At the height of November’s lockdown, we collaborated with Culture Mile to bring together London Symphony Orchestra performers and freelance videographers, choreographers and dancers. They created short films in response to life under lockdown, exploring our relationship with space amid a world of individual isolation.

This partnership meant we could continue to support artists and performers despite having to cancel planned ‘real life’ performances. We’re now exploring how we can work with them again to reanimate our spaces with music and performance as the Square Mile emerges from the pandemic. We have already committed to a full-scale outdoor music festival at London Wall Place in the summer of 2022.

Similarly, we’ve recently worked with the Crafts Council, supporting the Brookfield Properties Crafts Council Collection Award. This award, one of the biggest prizes for craft in the UK, directly benefits makers and their gallery, while the Crafts Council bolsters its collection with two new works created during lockdown. Once we can reopen to the public, we will host a free exhibition of the winner Anna Ray’s works at two of our city locations. 

Sculpture in the City, which will launch its 10th season, brings great contemporary sculpture to the heart of the City, free and accessible to all.

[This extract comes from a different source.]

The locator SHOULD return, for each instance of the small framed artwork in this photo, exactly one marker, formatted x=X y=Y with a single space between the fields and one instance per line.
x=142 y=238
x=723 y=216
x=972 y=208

We’ve worked with the team at Sculpture in the City from the very first edition. Most recently we have worked together on Bridging Home by Do Hoh Suh, a landmark installation on one of the Square Mile’s prominent highwalks.

Roadmap to recovery

As we progress down the roadmap to recovery, we’re keen to welcome workers and visitors back to the city once more. We’ve joined the Lord Mayor’s Culture and Commerce Taskforce to explore how businesses and creatives can truly work together for mutual benefit. Both sectors have been hit hard by the pandemic but can support each other to emerge stronger and more resilient than before. Partnership working is absolutely crucial to the long-term success of the City of London.

The pandemic may have meant our city centres have lain dormant for the better part of a year, but it has been an opportunity for us to get closer to the culture sector and think about what kind of city we want to create when our streets come back to life once again.

We know that working life patterns will change. However, there is something special about coming to the office, collaborating with colleagues and the spontaneous interactions only happen when people are together. Creativity gives us a reason to come into workplace and our city. There’s never been a better time for business to be close to cultural organisations as we welcome communities back for a more hopeful and resilient future.

Caitlin Warfield is Vice President of EMEA Marketing at Brookfield Properties.